A buddy of mine has a bar/restaurant (featured on that diners/dives show) and he is meticulous when it comes to cleanliness at work. If I’m chatting with him in his kitchen he makes me stand in one spot and not touch or lean on anything.
But in his home he is the polar opposite. Once when we were both drunk/high I saw him scoop a handful of chili out of a pot that was cooling on the stove. He ate it, rinsed off his hand and face, then put the chili in the fridge where his family would eventually find/eat it.
What about people who are obsessive about hand washing after sitting on the toilet? They forget that between wiping their ass and washing their hands, they pulled up their pants with the same bacteria-laden hands they are in such a hurry to wash. Now their clothes are covered in coliform bacteria, yet they don’t seem fazed by it, presumably because it would be too inconvenient to waddle to the sink and wash their hands with their trousers around their ankles.
To be fair, I suspect my co-workers would frown on me waddling out of the stall with my underwear up and pants down to wash my hands.
I think the point of handwashing after taking a crap isn’t as much for yourself as to keep from transmitting your ass germs to everyone else. So having a little bit on your shirt-tail and waistband isn’t as big of a deal as having them on your hands and leaving deposits on the door handle, coke machine, microwave, coffee-pot, copy machine, conference room table, etc…
So long as you never touch your pants until the next time you launder them. Each time you touch your waistband, your are contaminated. And how many times do you go to the bathroom before laundering a pair of pants? It’s all building up…
I think that is the point of this thread; people fool themselves about cleanliness.
First of all, I try to touch my pants as little as possible when I pull them up.
Second, I’m not generally shaking hands, touching food, opening doors, and picking things up with my pants.

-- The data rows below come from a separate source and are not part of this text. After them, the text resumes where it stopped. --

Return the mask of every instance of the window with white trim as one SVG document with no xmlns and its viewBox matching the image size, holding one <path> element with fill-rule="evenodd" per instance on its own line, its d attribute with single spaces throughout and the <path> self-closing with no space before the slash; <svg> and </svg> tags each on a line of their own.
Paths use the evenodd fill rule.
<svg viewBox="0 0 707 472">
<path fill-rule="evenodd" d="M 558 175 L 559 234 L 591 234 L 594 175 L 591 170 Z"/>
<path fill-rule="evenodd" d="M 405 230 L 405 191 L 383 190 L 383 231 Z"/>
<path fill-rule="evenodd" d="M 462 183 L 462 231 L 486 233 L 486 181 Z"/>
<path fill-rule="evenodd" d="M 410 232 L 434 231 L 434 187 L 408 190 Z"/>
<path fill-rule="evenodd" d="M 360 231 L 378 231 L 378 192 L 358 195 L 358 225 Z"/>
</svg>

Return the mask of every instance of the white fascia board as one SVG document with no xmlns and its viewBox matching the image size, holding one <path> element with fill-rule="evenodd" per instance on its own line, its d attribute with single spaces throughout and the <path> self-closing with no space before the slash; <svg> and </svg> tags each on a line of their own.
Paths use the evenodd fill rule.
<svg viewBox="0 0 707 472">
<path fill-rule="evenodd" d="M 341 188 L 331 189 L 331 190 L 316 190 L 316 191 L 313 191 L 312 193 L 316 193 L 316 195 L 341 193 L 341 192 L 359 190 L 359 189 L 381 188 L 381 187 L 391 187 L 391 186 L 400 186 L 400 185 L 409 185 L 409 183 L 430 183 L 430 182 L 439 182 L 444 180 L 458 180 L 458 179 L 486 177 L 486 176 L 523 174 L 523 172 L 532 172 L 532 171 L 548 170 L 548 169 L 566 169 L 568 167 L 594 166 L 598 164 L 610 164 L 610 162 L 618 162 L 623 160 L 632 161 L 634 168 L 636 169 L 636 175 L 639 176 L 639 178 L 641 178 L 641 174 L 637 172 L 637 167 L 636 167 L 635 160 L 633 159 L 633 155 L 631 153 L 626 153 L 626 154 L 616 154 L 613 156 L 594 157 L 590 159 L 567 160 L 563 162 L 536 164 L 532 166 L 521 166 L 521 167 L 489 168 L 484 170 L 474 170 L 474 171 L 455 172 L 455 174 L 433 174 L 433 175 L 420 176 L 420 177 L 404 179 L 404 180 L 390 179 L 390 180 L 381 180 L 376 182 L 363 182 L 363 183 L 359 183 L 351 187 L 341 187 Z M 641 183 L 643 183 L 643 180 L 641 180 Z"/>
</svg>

ETA: Touching my waistband is contaminating my hand a whole lot less than wiping my ass.
There is no difference between wiping your ass and touching your pants, or wiping your ass and touching a door knob, coke machine, microwave, coffee-pot, copy machine, conference room table, etc…

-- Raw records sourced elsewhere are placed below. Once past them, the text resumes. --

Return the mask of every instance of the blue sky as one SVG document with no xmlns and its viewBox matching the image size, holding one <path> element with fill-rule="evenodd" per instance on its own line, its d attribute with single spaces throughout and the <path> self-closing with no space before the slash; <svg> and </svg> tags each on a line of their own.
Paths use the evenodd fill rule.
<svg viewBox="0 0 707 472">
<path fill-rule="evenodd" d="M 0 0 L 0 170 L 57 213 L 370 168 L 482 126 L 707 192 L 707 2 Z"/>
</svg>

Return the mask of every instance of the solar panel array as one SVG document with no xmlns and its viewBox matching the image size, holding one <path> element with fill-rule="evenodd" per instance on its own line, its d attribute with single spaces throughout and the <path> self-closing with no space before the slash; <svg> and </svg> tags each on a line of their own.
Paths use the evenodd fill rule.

And that’s exactly why you’re supposed to wash your hands after using the bathroom. It’s not necessarily that the act of urinating, or even defecating, has suddenly made you thoroughly contaminated. It’s that microbes have been building up on your hands for some time as you’ve touched your nose, door handles, and god knows what since the last time you cleaned your hands. Recommending that you wash them after using the bathroom makes sense since you’re conveniently near a sink, and it serves as a sort of an interval timer, since people generally use the bathroom multiple times per day.

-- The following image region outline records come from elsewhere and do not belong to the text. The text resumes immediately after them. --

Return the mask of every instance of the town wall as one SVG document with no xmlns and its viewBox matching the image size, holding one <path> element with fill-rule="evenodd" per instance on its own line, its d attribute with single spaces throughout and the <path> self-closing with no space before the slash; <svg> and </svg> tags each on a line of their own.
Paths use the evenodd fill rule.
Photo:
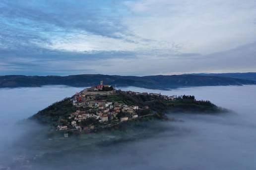
<svg viewBox="0 0 256 170">
<path fill-rule="evenodd" d="M 85 95 L 112 95 L 115 94 L 116 91 L 115 90 L 106 91 L 83 91 L 83 94 Z"/>
</svg>

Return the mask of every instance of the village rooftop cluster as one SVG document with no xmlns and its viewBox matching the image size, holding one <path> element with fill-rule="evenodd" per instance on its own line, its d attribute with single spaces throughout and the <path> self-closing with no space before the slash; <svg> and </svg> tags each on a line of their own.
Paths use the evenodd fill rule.
<svg viewBox="0 0 256 170">
<path fill-rule="evenodd" d="M 125 92 L 132 95 L 150 95 L 159 96 L 161 94 Z M 93 130 L 95 125 L 100 125 L 102 128 L 113 126 L 140 116 L 137 111 L 147 109 L 148 106 L 139 108 L 138 106 L 128 105 L 123 103 L 108 100 L 108 96 L 115 95 L 116 90 L 112 86 L 100 84 L 85 88 L 76 93 L 71 98 L 71 102 L 77 110 L 68 115 L 67 120 L 62 120 L 58 126 L 59 130 Z M 167 100 L 173 100 L 174 96 L 161 95 Z M 149 113 L 148 116 L 152 113 Z M 147 115 L 143 116 L 145 116 Z"/>
</svg>

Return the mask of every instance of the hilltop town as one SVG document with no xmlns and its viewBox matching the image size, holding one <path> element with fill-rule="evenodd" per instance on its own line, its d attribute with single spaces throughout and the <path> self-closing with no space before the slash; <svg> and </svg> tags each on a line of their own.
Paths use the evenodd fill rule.
<svg viewBox="0 0 256 170">
<path fill-rule="evenodd" d="M 103 85 L 101 81 L 100 85 L 85 88 L 71 98 L 70 100 L 73 106 L 77 110 L 70 113 L 67 119 L 61 120 L 61 123 L 58 126 L 57 129 L 90 131 L 94 130 L 97 125 L 104 128 L 156 113 L 151 111 L 148 106 L 140 107 L 129 105 L 113 98 L 121 92 L 131 95 L 161 96 L 165 100 L 175 99 L 174 96 L 161 95 L 159 93 L 117 90 L 112 86 Z M 145 111 L 146 113 L 141 114 L 142 111 Z"/>
<path fill-rule="evenodd" d="M 144 118 L 165 119 L 167 111 L 215 113 L 221 110 L 208 101 L 196 100 L 193 96 L 124 91 L 101 81 L 39 111 L 32 118 L 51 124 L 57 130 L 91 132 Z"/>
</svg>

Speaking of restaurant bathrooms: It puzzles me that there are signs in some of these (the ones that double as customer/worker toilets) that tell employees that they must wash their hands twice before returning to work. That’s fine, but then they have to unlock the bathroom door and turn the handle (or push the door open) with their now pristine hands. It makes no sense.
Then there are the public toilets that have ordinary faucets that you have to turn off with your hand once you’re done washing up.
I guess this is all just a sop to the general public, who can’t seem to manage to connect one action to another in their brains, and who live in some sort of delusional bacteria-free world.